The Fall of Kano

The taking of Kano by the West African Frontier Force, on February 3rd 1903, signalled the end of the Muslim fundamentalist Fulani empire in northern Nigeria.

The taking of Kano by the West African Frontier Force signalled the end of the Fulani empire in West Africa. The Fulani people were nomadic cattle-herders and fierce horsemen, who in the early 1800s, imbued with zeal for Islam, established a fundamentalist Muslim state among the Hausas in northern Nigeria under their leader Uthman dan Fodio, Commander of the Faithful. His successors were Sultans of Sokoto, the empire’s spiritual centre to the west of Kano.  The empire of emirates owing obedience to the sultan was in decline by the 1880s, when the British, French and German governments began seriously to carve up the interior of West Africa between them. It took them twenty years or so, during which they stopped the slave trade and human sacrifice while encouraging Christian missionary work. A key figure was a forceful British colonial administrator, Frederick Lugard. After experience in India and East Africa, he was in his mid-thirties in 1894 when he was approached by Sir George Goldie, head of the Royal Niger Company, which, to the annoyance of the French, had seized control of the River Niger with its own fleet of twenty gunboats. Goldie recruited Lugard in a race against the French to sign a trading agreement with a key chief in the interior. He was successful, at the cost of a poisoned arrow in the head. In 1897 Joseph Chamberlain commissioned Lugard to raise and train the new West African Frontier Force, recruited from the local tribes, with British officers. Three years later the government terminated the Royal Niger Company’s contract and established separate protectorates over northern and southern Nigeria, with Lugard in charge of 300,000 square miles in the north, still largely unexplored by Europeans. Under the principles agreed at a conference in Berlin in 1885, it was necessary for a colonial power not merely to announce that it had taken over a particular region, but to establish a visible administration there. Other imperialists would then back politely away. British dominance of northern Nigeria was far more theoretical than real in 1900, but Lugard proceeded to make it a reality, more by bargaining and diplomacy with the local rulers than by force. His principle was always that colonial power was best exercised indirectly, through the local chiefs and structures already in place.
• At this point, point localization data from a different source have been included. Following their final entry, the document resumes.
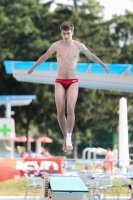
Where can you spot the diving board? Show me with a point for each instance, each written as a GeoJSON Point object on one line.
{"type": "Point", "coordinates": [65, 187]}
{"type": "Point", "coordinates": [91, 75]}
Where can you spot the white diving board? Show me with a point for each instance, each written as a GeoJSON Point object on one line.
{"type": "Point", "coordinates": [91, 75]}
{"type": "Point", "coordinates": [65, 187]}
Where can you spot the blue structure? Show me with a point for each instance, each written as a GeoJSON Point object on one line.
{"type": "Point", "coordinates": [116, 69]}
{"type": "Point", "coordinates": [91, 75]}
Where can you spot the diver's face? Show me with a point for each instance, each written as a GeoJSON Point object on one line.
{"type": "Point", "coordinates": [67, 35]}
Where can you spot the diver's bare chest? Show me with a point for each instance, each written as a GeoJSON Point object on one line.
{"type": "Point", "coordinates": [67, 53]}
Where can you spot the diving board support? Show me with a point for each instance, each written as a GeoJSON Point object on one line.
{"type": "Point", "coordinates": [59, 187]}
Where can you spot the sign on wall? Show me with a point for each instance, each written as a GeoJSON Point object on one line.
{"type": "Point", "coordinates": [7, 128]}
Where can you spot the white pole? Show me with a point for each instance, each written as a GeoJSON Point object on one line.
{"type": "Point", "coordinates": [123, 134]}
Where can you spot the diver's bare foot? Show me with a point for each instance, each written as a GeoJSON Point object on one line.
{"type": "Point", "coordinates": [69, 147]}
{"type": "Point", "coordinates": [64, 147]}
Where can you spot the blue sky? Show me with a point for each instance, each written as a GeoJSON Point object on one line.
{"type": "Point", "coordinates": [111, 6]}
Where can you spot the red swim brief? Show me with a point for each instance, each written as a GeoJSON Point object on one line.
{"type": "Point", "coordinates": [66, 82]}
By 1902, however, he found it necessary to subdue the principal Fulani emirates. The colonial office was opposed to the use of force, but Lugard was not a man to be constrained by Whitehall. Kano was a major trading centre with a flourishing slave market, defended by mailed horsemen and protected by walls up to 40ft thick and 50ft high. Lugard sent against it a Frontier Force detachment of some 700 African soldiers, their British officers, four artillery pieces and four machine guns. They were led by Colonel T.L.N. Morland, an adventurous Canadian officer (he ended up as General Sir Thomas Morland). The defenders fired from the walls, but the artillery breached a gate and when the storming party formed up, the defenders departed, leaving the city to be taken. The population seemed either unconcerned or positively relieved and the British emptied the town’s noxious jail, which was so small and crowded that prisoners were regularly trampled to death. The Frontier Force went on to take Sokoto the following month after the reigning sultan, Attahiru, had fled. The British installed his brother in his place and caught up with Attahiru, who was cut down by a stray bullet during a skirmish. The Fulani were between a rock and a hard place. Even if they stopped the British, they would be promptly invaded by the French. They made terms with Lugard, who confirmed the emirs in office when they agreed to be guided by British Residents in future. There was to be no interference with Islamic religion and law, but slave trading was banned and domestic slavery was to be phased out. There was more trouble with some of the Fulani emirs, but by 1906 Lugard was fully in control and in 1914 northern and southern Nigeria were merged into Britain’s largest African colony, with Sir Frederick Lugard as Governor-General. In 1922 he wrote: ‘For two or three generations we may show the Negro what we are: then we shall be asked to go away. Then we shall leave the land to those it belongs to, with the feeling that they have better business friends in us.’